The ceremony itself was glorious. The double feature began with walking the “aisle” next to the Jason  control van, with “Pomp and Circumstance” playing from a portable speaker. Each graduate walked up to their mentors Dr. Shawn Arellano and Dr. Craig Young while being introduced. After an affirming handshake, solidifying the years of hard work, our graduates approached Jason. The deep-sea vehicle held the diploma with an outstretched limb, beckoning the graduates to accept their degrees. Stopping for photos, the graduates thanked Jason, shook its hand, and joined the audience of supporting crew and science members. This was truly a unique and unforgettable experience for everyone on board, and incredibly meaningful for the graduating scientists. Afterwards the cooks even made celebration cupcakes! Here’s a couple shots from the ceremony!

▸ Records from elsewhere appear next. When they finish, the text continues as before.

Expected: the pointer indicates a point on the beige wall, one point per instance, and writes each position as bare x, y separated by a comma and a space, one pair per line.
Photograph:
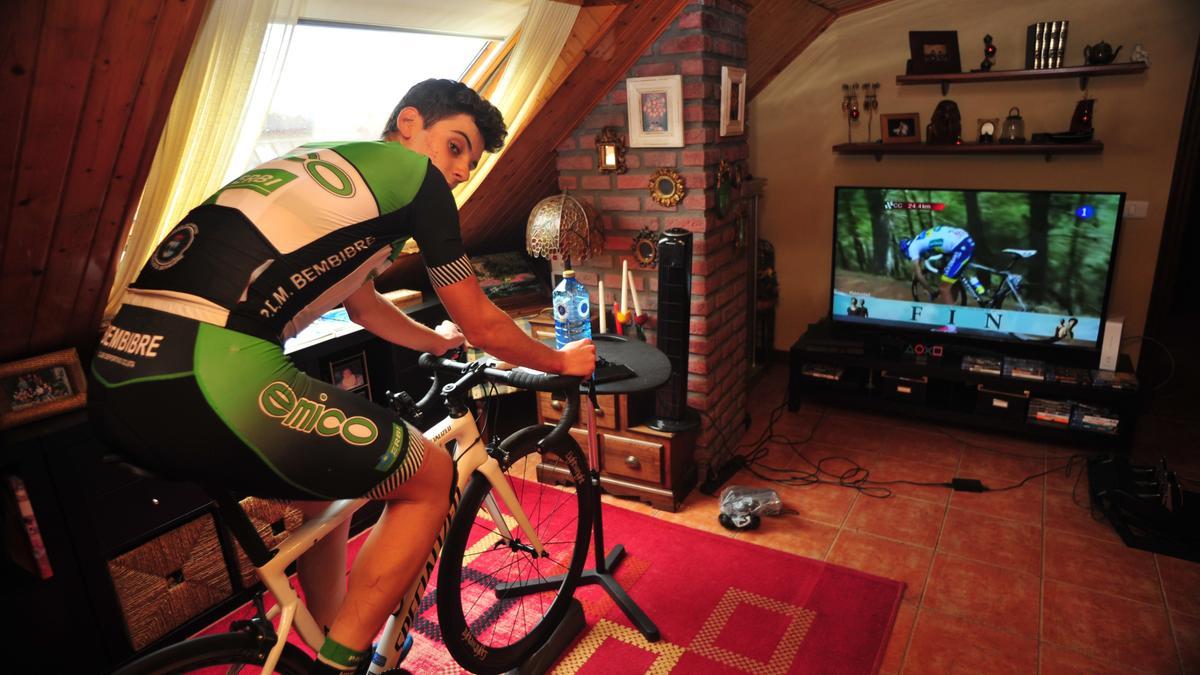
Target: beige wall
797, 119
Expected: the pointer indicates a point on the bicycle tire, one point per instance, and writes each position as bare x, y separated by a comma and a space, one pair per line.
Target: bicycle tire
490, 634
204, 655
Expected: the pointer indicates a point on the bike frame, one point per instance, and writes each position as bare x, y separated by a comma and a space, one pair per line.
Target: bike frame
469, 455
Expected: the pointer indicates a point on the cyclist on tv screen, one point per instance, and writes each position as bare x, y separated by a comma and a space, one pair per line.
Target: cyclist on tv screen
945, 242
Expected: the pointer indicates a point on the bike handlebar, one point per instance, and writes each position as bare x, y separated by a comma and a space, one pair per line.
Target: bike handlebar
521, 378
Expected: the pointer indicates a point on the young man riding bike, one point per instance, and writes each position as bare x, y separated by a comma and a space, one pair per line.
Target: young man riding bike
191, 380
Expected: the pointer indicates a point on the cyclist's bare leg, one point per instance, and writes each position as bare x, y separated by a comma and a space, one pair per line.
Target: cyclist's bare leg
396, 550
322, 569
945, 293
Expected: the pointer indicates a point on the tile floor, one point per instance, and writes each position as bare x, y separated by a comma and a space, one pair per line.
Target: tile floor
1017, 581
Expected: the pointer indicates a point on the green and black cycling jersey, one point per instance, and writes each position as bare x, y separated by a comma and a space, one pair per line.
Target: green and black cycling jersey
291, 239
191, 381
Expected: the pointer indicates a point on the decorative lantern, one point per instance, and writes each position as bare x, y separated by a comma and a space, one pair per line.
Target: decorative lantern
1013, 131
610, 151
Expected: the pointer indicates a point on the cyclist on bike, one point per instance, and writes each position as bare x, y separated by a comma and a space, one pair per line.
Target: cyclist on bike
940, 240
191, 380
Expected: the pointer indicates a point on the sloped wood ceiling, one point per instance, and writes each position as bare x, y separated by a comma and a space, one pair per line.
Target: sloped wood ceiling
610, 37
778, 30
87, 88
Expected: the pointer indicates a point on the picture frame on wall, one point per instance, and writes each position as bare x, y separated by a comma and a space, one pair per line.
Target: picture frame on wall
351, 374
41, 387
900, 127
733, 101
655, 111
934, 52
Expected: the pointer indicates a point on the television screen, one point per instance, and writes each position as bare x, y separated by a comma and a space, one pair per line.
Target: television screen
1031, 267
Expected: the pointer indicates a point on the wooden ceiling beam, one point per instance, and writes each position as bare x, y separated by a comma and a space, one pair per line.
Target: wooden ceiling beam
630, 34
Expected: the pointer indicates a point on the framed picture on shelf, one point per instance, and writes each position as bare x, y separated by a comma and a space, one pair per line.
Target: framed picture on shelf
351, 374
934, 52
655, 111
41, 387
733, 101
900, 127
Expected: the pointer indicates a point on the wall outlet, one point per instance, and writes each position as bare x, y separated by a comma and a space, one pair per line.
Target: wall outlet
1135, 209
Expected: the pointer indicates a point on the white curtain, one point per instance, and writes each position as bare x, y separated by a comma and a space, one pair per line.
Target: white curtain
544, 31
240, 42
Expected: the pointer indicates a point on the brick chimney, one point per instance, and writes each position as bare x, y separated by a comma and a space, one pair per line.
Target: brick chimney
706, 35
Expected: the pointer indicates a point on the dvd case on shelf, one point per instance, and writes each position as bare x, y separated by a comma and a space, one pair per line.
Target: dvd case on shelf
1065, 375
1095, 418
822, 371
1114, 380
1048, 411
985, 365
1025, 369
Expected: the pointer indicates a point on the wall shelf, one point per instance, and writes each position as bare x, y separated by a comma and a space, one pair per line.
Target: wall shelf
1045, 149
1081, 72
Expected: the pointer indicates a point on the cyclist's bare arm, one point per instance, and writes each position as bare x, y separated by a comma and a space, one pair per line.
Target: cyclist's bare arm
490, 329
372, 311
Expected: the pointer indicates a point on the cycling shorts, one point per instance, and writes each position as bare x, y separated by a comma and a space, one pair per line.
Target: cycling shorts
959, 258
195, 401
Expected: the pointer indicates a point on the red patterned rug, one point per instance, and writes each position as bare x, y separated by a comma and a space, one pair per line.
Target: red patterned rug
721, 605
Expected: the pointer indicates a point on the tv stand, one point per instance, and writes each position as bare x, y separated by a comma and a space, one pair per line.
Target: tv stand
923, 376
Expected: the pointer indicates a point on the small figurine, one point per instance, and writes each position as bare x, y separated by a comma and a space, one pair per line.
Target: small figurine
870, 105
1139, 54
989, 54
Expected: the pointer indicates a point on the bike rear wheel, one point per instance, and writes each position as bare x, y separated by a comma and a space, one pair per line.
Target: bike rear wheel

“Way to Go – Congrats Dexter & Casey”

Meet a Scientist on Board

Dr. Shawn Arellano is an Assistant Professor at Western Washington University in the Biology Department and the Marine and Coastal Sciences Program. She has been based out of WWU’s Shannon Point Marine Center (SPMC) since 2012, but she has been working to understand the lives, movements, and behaviors of the larvae of deep-sea animals since graduate school (at OIMB in the lab of co-Chief Scientist Dr. Craig Young!). In her career, Shawn has been on more than 20 research cruises, had 24 dives in 4 different deep-sea submersibles (20 dives in the Johnson Sea-Links I & II, 1 dive in DSV Pisces V, and 3 dives in DSV Alvin), and has been out working with AUV Sentry and ROV Jason 3 times. She says that one of the best parts about working at Western and SPMC has been introducing budding scientists to research, larvae, and the deep-sea. In fact, Shawn has been able to bring 7 undergraduates and 4 graduate students from WWU on her deep-sea research cruises with her in the past two years.

 

Fun fact—Shawn has been working with both Dexter Davis (our WWU graduate) and Tessa Beaver (Shawn’s MS student) since just before they started their freshman year in 2017, when they spent two weeks at SPMC for a field course that Shawn taught.

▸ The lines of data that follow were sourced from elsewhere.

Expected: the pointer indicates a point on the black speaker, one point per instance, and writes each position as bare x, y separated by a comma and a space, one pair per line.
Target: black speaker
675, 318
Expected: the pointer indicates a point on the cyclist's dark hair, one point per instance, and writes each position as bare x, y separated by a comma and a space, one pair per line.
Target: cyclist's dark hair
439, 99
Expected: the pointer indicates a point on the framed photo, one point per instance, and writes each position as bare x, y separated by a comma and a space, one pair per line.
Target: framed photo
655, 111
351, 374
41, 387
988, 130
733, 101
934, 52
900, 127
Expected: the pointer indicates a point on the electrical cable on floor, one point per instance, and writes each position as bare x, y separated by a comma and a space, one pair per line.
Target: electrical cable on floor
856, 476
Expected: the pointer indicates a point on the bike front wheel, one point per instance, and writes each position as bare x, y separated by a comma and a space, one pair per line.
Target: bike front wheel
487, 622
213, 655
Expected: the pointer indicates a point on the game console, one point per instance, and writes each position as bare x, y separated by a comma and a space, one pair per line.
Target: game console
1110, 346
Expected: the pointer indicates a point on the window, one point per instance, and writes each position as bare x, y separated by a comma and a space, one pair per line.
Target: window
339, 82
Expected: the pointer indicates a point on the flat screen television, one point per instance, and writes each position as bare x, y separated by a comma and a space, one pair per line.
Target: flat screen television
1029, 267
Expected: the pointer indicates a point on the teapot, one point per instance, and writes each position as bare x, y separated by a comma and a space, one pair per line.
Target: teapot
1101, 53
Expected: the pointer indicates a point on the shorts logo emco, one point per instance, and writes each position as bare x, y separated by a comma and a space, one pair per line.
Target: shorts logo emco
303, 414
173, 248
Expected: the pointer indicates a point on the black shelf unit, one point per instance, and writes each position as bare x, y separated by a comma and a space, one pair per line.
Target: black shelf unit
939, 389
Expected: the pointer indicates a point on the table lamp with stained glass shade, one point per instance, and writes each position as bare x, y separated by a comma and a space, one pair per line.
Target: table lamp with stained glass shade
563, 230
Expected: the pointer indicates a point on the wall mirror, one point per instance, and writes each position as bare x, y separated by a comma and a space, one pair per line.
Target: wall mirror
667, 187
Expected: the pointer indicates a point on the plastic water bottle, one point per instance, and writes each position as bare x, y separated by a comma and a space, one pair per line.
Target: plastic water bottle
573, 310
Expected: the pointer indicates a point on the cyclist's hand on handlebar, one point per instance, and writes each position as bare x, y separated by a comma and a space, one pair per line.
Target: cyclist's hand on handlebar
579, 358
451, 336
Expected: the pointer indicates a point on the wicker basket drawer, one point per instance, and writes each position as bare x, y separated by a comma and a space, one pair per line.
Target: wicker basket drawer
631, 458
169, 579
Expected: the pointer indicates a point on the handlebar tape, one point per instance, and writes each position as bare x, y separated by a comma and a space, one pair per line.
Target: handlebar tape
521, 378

Fun fact 2—Mitch Hebner (Shawn’s other MS student) was an undergrad in Craig Young’s lab before coming to Shawn’s lab for an MS.

Fun fact 3—Shawn is from Kansas and was introduced to marine science for the first time as a confused 5th-year college student when she decided to give a marine science internship a try. That internship was at the Shannon Point Marine Center. Her mentor during that internship? Dr. Brian Bingham—Craig Young’s first PhD student! You might say there is a bit of larval exchange between SPMC and OIMB!

Amidst the celebration for our scientists, there was still science to be done! In the morning Sentry was launched at 7:30 am and was recovered around 8:00 pm. Following soon after, Jason left to explore the escarpment at 10:45 pm, with an hour and half descending time. We’re hoping for a long dive tomorrow to complete our research tasks but also to explore these unique cold seeps further. Of course, we also made many more cups to go down on this site, as the deepest site will shrink them the most! It’s been a day filled with excitement, with joy in the air.